What kind of music did you have on your Chloe playlist?

Her dad is a diplomat so she has lived everywhere and travelled the world. There’s a lot of West African music and I really tried make it more of a cultural experience.

Was there a film or play that stuck with you as a kid that inspired you to pursue performance?

There’s a play called For Coloured Girls Who Have Considered Suicide When The Rainbow is Enuf by Ntozake Shange. I read it when I was about 15 years old and it just struck me. It looks at the diversity and similarities of the Black female experience across America. It’s so haunting and beautiful and tragic and inspiring and uplifting, it covers the whole emotional spectrum. I actually ended up putting it on and directing it at Oxford, it was the first play that I directed and I also acted in it. Everywhere I go, I have a copy of that play with me.

The Kissing Booth 3 has just been announced! Anything you can share about that?

It’s bigger and better than ever. It was great because it shows that period of time that very precious last summer between going from high school to university and you know, everyone’s being challenged because they know that they are going to have to diverge and so it’s a really heightened time. There will be tons of entertainment, Chloe and Marco will be back again so obviously the pot is stirred. 

How have you been keeping creatively fulfilled over the past few months?

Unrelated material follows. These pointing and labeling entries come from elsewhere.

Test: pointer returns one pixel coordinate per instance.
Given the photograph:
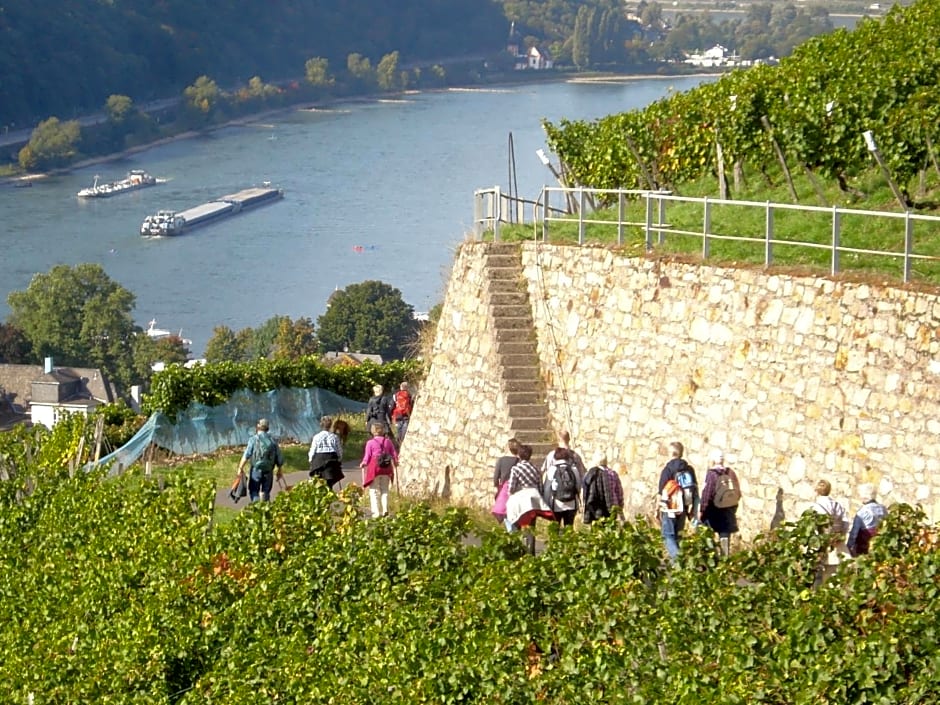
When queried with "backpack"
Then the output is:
(402, 403)
(727, 492)
(565, 483)
(376, 409)
(595, 507)
(263, 454)
(685, 478)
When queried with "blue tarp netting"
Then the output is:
(291, 413)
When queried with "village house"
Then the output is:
(44, 393)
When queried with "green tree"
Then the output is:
(317, 72)
(225, 346)
(370, 317)
(118, 108)
(147, 351)
(14, 346)
(53, 143)
(295, 339)
(78, 316)
(386, 73)
(202, 99)
(360, 69)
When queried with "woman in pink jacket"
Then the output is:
(379, 461)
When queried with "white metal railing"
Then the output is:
(646, 211)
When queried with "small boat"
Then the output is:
(159, 333)
(135, 179)
(177, 222)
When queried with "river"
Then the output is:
(373, 190)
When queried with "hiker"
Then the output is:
(264, 455)
(561, 486)
(401, 412)
(326, 454)
(501, 479)
(866, 522)
(602, 491)
(379, 461)
(377, 410)
(525, 503)
(563, 440)
(824, 504)
(676, 504)
(720, 496)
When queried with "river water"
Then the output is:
(373, 190)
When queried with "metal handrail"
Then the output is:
(490, 205)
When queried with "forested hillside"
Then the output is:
(61, 57)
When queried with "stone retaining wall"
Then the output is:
(795, 378)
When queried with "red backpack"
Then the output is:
(402, 403)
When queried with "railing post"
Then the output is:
(478, 215)
(768, 235)
(706, 226)
(908, 244)
(620, 202)
(836, 238)
(661, 215)
(497, 212)
(581, 215)
(548, 211)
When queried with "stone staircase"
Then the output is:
(521, 377)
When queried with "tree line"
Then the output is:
(65, 58)
(80, 317)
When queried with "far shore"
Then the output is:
(346, 100)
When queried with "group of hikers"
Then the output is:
(563, 485)
(379, 460)
(557, 491)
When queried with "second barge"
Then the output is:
(177, 222)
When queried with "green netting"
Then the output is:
(292, 414)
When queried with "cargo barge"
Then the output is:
(167, 222)
(135, 179)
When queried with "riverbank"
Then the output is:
(505, 80)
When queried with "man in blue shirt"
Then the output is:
(264, 455)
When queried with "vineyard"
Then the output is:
(813, 109)
(124, 591)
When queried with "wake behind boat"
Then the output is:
(167, 222)
(135, 179)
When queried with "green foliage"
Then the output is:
(53, 143)
(370, 317)
(127, 592)
(79, 316)
(817, 102)
(63, 58)
(176, 387)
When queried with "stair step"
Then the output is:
(499, 286)
(527, 425)
(505, 273)
(516, 347)
(503, 260)
(503, 248)
(509, 298)
(520, 373)
(520, 360)
(524, 398)
(529, 411)
(510, 334)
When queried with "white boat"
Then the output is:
(135, 179)
(158, 333)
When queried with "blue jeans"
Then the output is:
(671, 528)
(259, 485)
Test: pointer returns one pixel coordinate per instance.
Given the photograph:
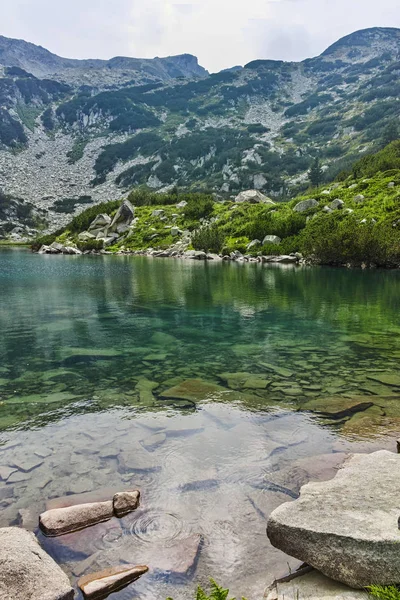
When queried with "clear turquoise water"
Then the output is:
(93, 355)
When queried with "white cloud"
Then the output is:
(222, 33)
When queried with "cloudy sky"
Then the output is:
(221, 33)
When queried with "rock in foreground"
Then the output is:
(312, 585)
(347, 527)
(72, 518)
(27, 572)
(100, 585)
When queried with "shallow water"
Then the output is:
(97, 361)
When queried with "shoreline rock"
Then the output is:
(346, 527)
(27, 572)
(98, 586)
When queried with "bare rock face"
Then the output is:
(124, 216)
(125, 502)
(347, 527)
(253, 197)
(27, 572)
(100, 585)
(305, 205)
(65, 520)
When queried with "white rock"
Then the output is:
(347, 527)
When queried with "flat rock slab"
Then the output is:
(100, 585)
(347, 527)
(312, 586)
(27, 572)
(65, 520)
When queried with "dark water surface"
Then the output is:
(198, 384)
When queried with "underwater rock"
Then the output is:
(98, 586)
(194, 389)
(65, 520)
(387, 378)
(339, 407)
(125, 502)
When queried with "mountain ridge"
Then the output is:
(63, 145)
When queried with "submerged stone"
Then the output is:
(125, 502)
(387, 378)
(194, 389)
(98, 586)
(338, 407)
(347, 527)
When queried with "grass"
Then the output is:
(216, 593)
(384, 593)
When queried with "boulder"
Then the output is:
(125, 214)
(253, 243)
(347, 527)
(100, 222)
(309, 584)
(27, 572)
(125, 502)
(57, 247)
(305, 205)
(272, 239)
(72, 518)
(336, 204)
(253, 197)
(85, 236)
(100, 585)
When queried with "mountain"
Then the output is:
(98, 73)
(73, 133)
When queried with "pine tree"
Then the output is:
(315, 173)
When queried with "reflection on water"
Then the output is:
(216, 389)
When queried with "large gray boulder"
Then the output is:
(309, 584)
(98, 586)
(124, 216)
(348, 527)
(27, 572)
(100, 222)
(253, 197)
(305, 205)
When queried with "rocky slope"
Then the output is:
(79, 132)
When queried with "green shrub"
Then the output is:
(217, 593)
(209, 239)
(275, 224)
(338, 239)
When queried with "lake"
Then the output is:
(216, 389)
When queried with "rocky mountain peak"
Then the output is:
(43, 63)
(366, 44)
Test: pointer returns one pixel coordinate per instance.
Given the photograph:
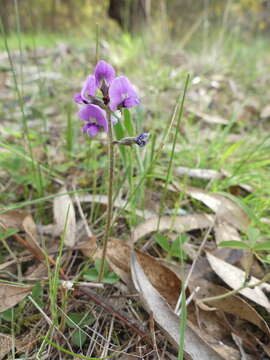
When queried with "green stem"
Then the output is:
(110, 196)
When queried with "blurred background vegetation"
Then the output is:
(180, 16)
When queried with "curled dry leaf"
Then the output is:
(119, 203)
(205, 174)
(210, 119)
(11, 295)
(23, 222)
(178, 224)
(5, 345)
(64, 216)
(235, 278)
(225, 209)
(160, 276)
(234, 305)
(194, 346)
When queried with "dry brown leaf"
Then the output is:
(235, 278)
(29, 227)
(24, 222)
(224, 208)
(119, 203)
(5, 345)
(13, 219)
(160, 276)
(211, 119)
(194, 346)
(205, 174)
(231, 304)
(10, 295)
(64, 216)
(178, 224)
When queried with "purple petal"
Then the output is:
(94, 114)
(77, 98)
(104, 71)
(89, 87)
(121, 92)
(91, 129)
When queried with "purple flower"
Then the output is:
(104, 71)
(95, 119)
(142, 139)
(122, 94)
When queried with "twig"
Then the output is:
(98, 300)
(110, 196)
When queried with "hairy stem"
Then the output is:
(110, 196)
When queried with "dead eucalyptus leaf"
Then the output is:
(13, 219)
(119, 203)
(194, 346)
(24, 222)
(179, 224)
(29, 227)
(225, 232)
(11, 295)
(205, 174)
(225, 208)
(160, 276)
(64, 216)
(5, 345)
(234, 305)
(235, 278)
(211, 119)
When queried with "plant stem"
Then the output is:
(110, 196)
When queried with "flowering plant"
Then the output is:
(102, 94)
(116, 93)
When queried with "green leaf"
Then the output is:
(111, 278)
(253, 235)
(7, 315)
(163, 242)
(262, 246)
(97, 266)
(91, 274)
(37, 294)
(80, 319)
(128, 123)
(234, 244)
(6, 234)
(78, 338)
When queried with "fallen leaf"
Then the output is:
(211, 119)
(5, 345)
(197, 173)
(233, 304)
(160, 276)
(178, 224)
(194, 346)
(225, 209)
(11, 295)
(64, 216)
(235, 278)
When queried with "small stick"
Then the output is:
(98, 300)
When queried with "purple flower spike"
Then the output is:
(122, 94)
(78, 98)
(104, 71)
(95, 118)
(89, 88)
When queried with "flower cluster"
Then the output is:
(116, 93)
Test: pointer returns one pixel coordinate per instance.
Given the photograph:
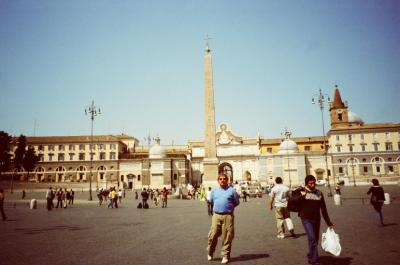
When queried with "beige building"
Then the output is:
(361, 151)
(68, 158)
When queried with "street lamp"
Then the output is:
(352, 159)
(286, 134)
(93, 111)
(320, 98)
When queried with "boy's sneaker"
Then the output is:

I finally have time to do work on the projects that I have been wanting to create, but sort of put on the back burner while I’ve been filming other things. I’ve used this time to really flesh out my production company primarily, which is called Bareface Productions. It’s going to be launching this year –  specializes in telling narratives by and about marginalized communities and LGBTQ+ individuals, whereby the people going in front of the camera also are able to come behind the camera, telling and creating the story through every stage. It’s been a good time for writing and focusing on that, and to connect with other creatives around the world in order to start this story process.

How did you develop the idea for the company? Was it something you were thinking about for quite a while?

I’d been thinking about for over two years now, maybe because of my experiences within the industry and seeing the lack of complex, positive, diverse representation in front of the camera. Often when you do get [that representation], sadly, the representation is not always there behind the camera, with who is actually telling and creating and funding the stories. Often you miss out on some of the nuance and the complexity of these stories that you can only really get from experience. That was the starting initiative and through all my travels I’ve met so many fantastic creatives and people with just stories that you wouldn’t even be able to make up. They also wanted to be able to create a platform where we could share resources and contacts and uplift other minority filmmakers as well.